Co powinni zrobić rządzący wobec doniosłych ceremonii religijnych, jak te z Santiago i Barcelony, uczestniczyć czy nie? Zapatero wybrał to drugie wyjście.
Szanuję decyzję osób obarczonych publiczną odpowiedzialnością. Premier miał okazję zobaczyć się z papieżem podczas pożegnania. Jednakże nie jest sprzeczne ze świeckim państwem uczestnictwo osób obarczonych polityczną odpowiedzialnością i reprezentujących obywateli, aby uczestniczyli w wydarzeniach kulturalnych, sportowych czy religijnych. Ludzie ci są w służbie społeczeństwu, które składa się z różnych grup i wrażliwości; być może ten lider nie podziela konkretnych przekonań ale ocenia, że wielu obywateli tak i dlatego uczestniczy aby okazać swój szacunek. Mówię ogólnie, może istnieją okoliczności i obowiązki, które uniemożliwią mu uczestnictwo w konkretnym wydarzeniu, jednakże nie można odwoływać się w takim przypadku do świeckości.

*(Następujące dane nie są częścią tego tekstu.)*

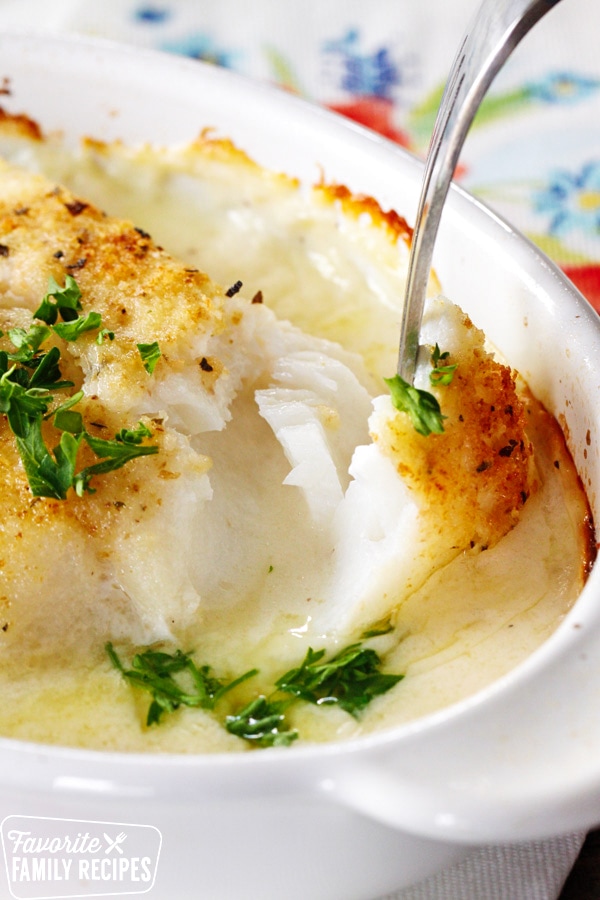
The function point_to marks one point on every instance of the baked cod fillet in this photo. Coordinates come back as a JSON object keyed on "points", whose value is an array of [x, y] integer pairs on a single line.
{"points": [[280, 476]]}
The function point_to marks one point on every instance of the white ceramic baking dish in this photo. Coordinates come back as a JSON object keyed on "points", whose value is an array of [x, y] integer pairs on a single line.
{"points": [[520, 759]]}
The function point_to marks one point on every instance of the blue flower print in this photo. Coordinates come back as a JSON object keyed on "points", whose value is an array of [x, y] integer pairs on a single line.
{"points": [[562, 87], [371, 75], [572, 200], [199, 45], [152, 15]]}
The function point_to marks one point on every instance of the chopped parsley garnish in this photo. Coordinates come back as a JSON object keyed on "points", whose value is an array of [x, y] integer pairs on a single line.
{"points": [[71, 330], [350, 679], [262, 723], [29, 378], [422, 407], [67, 301], [441, 374], [150, 354], [154, 671]]}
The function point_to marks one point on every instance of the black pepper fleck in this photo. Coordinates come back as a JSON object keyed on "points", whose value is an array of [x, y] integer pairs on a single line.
{"points": [[234, 289], [76, 207]]}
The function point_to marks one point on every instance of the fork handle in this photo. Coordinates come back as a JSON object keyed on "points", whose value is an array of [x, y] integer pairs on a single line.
{"points": [[496, 29]]}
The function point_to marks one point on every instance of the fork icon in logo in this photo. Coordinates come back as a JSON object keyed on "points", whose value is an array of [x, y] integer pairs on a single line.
{"points": [[114, 845]]}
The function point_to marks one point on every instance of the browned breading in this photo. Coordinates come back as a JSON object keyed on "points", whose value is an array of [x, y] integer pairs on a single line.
{"points": [[475, 477]]}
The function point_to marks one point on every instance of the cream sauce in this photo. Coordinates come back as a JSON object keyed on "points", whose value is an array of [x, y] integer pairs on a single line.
{"points": [[339, 277]]}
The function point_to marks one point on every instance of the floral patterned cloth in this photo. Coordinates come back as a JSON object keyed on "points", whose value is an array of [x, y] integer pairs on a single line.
{"points": [[533, 154]]}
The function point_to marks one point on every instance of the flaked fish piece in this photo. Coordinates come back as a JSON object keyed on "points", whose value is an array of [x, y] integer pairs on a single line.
{"points": [[167, 537], [265, 463], [417, 501]]}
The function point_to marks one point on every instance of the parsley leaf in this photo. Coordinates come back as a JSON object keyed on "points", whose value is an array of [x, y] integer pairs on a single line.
{"points": [[26, 395], [421, 406], [150, 354], [67, 301], [155, 671], [48, 475], [350, 679], [441, 374], [262, 722], [71, 330]]}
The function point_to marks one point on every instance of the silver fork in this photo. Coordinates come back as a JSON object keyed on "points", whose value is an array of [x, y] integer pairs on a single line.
{"points": [[495, 31]]}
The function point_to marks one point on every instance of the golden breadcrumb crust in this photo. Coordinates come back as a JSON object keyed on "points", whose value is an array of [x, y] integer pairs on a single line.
{"points": [[478, 474]]}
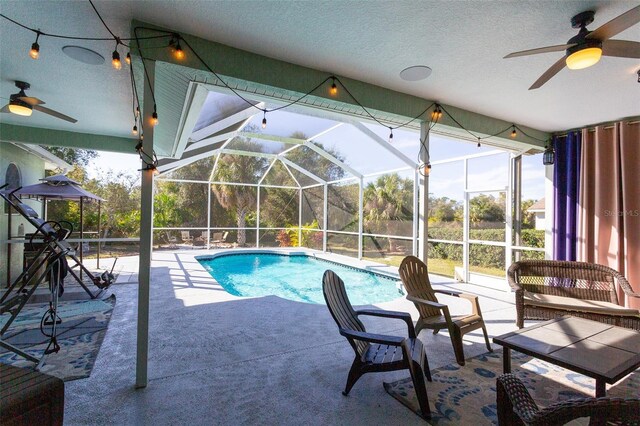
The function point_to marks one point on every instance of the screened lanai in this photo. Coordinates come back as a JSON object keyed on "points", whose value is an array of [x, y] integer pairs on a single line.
{"points": [[330, 182]]}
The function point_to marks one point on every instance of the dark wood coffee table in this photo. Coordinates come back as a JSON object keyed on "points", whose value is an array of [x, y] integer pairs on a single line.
{"points": [[601, 351]]}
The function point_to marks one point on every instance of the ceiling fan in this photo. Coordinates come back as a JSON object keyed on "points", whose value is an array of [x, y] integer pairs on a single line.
{"points": [[21, 104], [586, 48]]}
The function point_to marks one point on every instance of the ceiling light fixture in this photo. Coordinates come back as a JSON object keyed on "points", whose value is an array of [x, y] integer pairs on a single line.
{"points": [[20, 107], [415, 73], [580, 57], [178, 52], [35, 47]]}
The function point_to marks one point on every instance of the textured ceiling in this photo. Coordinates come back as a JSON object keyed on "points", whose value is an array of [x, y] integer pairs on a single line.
{"points": [[462, 41]]}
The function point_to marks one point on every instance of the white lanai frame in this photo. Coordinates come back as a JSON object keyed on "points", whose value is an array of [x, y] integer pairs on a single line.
{"points": [[202, 144]]}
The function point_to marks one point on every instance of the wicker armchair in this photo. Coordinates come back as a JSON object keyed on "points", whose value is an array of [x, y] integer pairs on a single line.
{"points": [[546, 289], [516, 407]]}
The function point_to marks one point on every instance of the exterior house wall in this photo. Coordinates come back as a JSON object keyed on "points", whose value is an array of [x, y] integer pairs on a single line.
{"points": [[32, 168]]}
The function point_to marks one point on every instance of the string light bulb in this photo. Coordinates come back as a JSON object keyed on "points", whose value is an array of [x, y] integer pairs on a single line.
{"points": [[115, 59], [436, 114], [35, 48], [333, 90], [178, 52]]}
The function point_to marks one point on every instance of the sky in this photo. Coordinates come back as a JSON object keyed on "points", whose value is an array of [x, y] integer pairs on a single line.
{"points": [[485, 173]]}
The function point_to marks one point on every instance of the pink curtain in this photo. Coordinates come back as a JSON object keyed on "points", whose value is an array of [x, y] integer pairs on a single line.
{"points": [[609, 206]]}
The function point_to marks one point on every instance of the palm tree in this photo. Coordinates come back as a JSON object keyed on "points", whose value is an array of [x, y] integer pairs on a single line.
{"points": [[239, 199], [387, 202]]}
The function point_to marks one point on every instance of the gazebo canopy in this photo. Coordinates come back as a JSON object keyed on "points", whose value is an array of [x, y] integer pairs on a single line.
{"points": [[57, 187]]}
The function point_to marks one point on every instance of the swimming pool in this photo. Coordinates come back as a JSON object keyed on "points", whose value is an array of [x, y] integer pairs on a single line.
{"points": [[295, 277]]}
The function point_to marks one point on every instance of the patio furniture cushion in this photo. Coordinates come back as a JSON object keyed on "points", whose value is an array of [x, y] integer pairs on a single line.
{"points": [[572, 304]]}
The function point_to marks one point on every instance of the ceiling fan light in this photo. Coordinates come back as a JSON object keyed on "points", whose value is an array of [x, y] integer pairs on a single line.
{"points": [[20, 108], [584, 58]]}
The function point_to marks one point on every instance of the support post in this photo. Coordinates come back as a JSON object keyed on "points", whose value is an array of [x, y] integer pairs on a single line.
{"points": [[360, 216], [99, 235], [81, 233], [208, 215], [258, 217], [146, 238], [300, 217], [517, 205], [423, 182], [325, 219], [416, 211], [465, 226], [548, 212]]}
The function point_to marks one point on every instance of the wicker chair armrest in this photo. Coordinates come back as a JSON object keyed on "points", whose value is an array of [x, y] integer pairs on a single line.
{"points": [[511, 277], [524, 407], [372, 338], [452, 293], [426, 302], [404, 316], [605, 409]]}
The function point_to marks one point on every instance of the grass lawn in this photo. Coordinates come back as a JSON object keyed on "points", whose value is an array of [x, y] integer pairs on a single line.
{"points": [[443, 267]]}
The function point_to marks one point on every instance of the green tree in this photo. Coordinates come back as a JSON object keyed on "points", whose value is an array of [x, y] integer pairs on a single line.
{"points": [[73, 156], [486, 208], [444, 209], [387, 203]]}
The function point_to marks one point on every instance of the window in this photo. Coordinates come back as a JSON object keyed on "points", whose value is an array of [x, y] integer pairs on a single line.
{"points": [[13, 179]]}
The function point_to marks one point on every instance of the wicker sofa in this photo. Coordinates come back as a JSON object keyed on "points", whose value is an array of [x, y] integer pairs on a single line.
{"points": [[546, 289]]}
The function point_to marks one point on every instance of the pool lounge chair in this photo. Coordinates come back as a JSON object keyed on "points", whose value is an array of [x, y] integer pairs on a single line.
{"points": [[434, 315], [376, 352], [186, 237], [220, 239], [172, 240]]}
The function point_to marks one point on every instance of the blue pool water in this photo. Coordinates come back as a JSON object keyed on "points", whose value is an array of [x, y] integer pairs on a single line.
{"points": [[296, 277]]}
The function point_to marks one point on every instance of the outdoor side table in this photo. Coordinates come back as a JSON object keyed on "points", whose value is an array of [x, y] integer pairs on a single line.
{"points": [[604, 352]]}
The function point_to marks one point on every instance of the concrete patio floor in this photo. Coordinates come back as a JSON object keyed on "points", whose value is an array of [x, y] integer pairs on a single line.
{"points": [[218, 359]]}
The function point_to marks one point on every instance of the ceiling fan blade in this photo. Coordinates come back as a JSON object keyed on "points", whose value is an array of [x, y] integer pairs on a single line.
{"points": [[553, 70], [54, 113], [31, 100], [621, 48], [558, 48], [617, 25]]}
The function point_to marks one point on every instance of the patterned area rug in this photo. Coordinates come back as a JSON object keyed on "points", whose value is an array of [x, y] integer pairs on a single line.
{"points": [[467, 395], [84, 324]]}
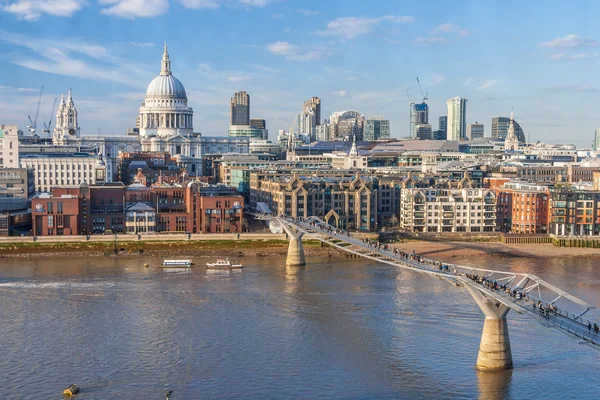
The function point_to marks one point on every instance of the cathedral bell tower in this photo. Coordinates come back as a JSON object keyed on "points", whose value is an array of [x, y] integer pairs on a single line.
{"points": [[66, 128]]}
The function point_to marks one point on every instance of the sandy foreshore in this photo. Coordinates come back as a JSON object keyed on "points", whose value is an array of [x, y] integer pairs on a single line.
{"points": [[278, 248]]}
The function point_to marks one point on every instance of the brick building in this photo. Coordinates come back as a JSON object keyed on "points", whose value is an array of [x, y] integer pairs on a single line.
{"points": [[522, 208]]}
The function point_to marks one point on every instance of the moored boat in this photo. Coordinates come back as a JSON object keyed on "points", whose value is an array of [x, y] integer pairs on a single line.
{"points": [[223, 264], [177, 264]]}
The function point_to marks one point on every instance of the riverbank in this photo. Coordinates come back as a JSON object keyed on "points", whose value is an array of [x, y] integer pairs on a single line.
{"points": [[267, 247], [209, 248], [449, 250]]}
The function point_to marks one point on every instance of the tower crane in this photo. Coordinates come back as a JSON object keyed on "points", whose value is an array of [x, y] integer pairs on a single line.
{"points": [[33, 123], [47, 126], [411, 119], [421, 89]]}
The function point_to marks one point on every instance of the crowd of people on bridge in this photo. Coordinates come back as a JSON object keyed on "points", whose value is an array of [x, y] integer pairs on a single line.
{"points": [[416, 261]]}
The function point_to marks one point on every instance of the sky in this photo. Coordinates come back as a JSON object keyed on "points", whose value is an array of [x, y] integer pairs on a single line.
{"points": [[537, 57]]}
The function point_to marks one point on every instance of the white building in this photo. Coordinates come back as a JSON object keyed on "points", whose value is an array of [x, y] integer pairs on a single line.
{"points": [[64, 170], [164, 124], [457, 118], [9, 146]]}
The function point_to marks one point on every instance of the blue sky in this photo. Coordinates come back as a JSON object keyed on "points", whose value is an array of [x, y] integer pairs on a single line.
{"points": [[539, 57]]}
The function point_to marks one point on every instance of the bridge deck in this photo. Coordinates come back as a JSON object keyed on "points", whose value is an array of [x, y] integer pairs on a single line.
{"points": [[515, 295]]}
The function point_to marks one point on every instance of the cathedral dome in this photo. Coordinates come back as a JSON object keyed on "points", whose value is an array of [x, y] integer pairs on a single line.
{"points": [[166, 85]]}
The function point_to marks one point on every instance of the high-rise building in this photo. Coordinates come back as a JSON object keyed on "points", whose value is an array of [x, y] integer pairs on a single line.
{"points": [[419, 116], [500, 129], [258, 123], [240, 109], [310, 117], [443, 124], [457, 118], [441, 133], [475, 131], [345, 124], [424, 132], [376, 128]]}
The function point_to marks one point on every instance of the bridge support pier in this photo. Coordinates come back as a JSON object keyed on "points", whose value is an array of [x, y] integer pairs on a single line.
{"points": [[295, 257], [494, 348]]}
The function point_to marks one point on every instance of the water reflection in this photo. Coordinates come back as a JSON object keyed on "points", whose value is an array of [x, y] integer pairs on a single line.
{"points": [[494, 385]]}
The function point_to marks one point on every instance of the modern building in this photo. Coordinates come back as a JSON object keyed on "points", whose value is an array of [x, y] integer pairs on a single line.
{"points": [[457, 118], [448, 210], [346, 124], [349, 201], [376, 128], [511, 143], [258, 123], [441, 133], [310, 118], [240, 109], [475, 131], [574, 212], [9, 146], [51, 170], [248, 131], [16, 185], [419, 116], [423, 132], [500, 129]]}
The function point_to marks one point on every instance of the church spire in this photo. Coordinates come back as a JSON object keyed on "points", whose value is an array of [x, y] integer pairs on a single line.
{"points": [[165, 68]]}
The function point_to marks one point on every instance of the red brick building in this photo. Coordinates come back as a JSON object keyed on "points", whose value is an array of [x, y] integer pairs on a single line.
{"points": [[162, 208], [522, 208]]}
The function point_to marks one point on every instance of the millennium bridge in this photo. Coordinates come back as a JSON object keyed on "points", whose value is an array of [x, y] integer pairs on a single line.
{"points": [[495, 292]]}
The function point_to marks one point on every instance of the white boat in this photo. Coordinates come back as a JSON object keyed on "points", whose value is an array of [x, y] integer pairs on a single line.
{"points": [[223, 264], [177, 264]]}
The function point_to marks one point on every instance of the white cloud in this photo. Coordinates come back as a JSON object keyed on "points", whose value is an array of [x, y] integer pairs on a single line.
{"points": [[256, 3], [449, 28], [63, 57], [307, 12], [426, 40], [578, 56], [487, 84], [238, 78], [351, 27], [293, 52], [198, 4], [141, 44], [32, 10], [570, 41], [441, 33], [132, 9]]}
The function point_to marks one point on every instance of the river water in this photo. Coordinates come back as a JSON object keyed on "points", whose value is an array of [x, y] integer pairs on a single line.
{"points": [[336, 329]]}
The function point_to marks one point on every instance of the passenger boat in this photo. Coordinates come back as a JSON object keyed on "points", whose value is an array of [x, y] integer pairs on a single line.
{"points": [[223, 264], [177, 264], [71, 390]]}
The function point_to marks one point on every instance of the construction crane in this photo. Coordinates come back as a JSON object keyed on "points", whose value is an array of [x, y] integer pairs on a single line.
{"points": [[421, 89], [33, 123], [47, 126], [411, 119]]}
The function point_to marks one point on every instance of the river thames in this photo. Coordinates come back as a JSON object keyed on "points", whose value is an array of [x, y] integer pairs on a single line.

Wizyta Ojca Świętego wywołała również protesty.
Każda grupa czy ruch społeczny ma swoją wizję jak powinno wyglądać dobro wspólne i należałoby się szanować się nawzajem; na tym bazuje społeczeństwo demokratyczne. Niektórzy nie życzyli sobie wizyty papieża. Chciałbym im przypomnieć, że jako chrześcijanie świadczymy w parafiach, za pośrednictwem Caritas pomoc osobom w kłopotach spowodowanych kryzysem ekonomicznym, chorym, starcom, biednym, marginalizowanym. Nie proszę by było to uznane za zasługę, ponieważ dla nas takie działanie wynika z ewangelicznego nakazu. Prosiłbym jednak o uznanie tego jako obiektywnej rzeczywistości. Ta wizyta była bardzo ważna dla chrześcijan, co również powinni zrozumień krytycy ze względu na wzajemny szacunek.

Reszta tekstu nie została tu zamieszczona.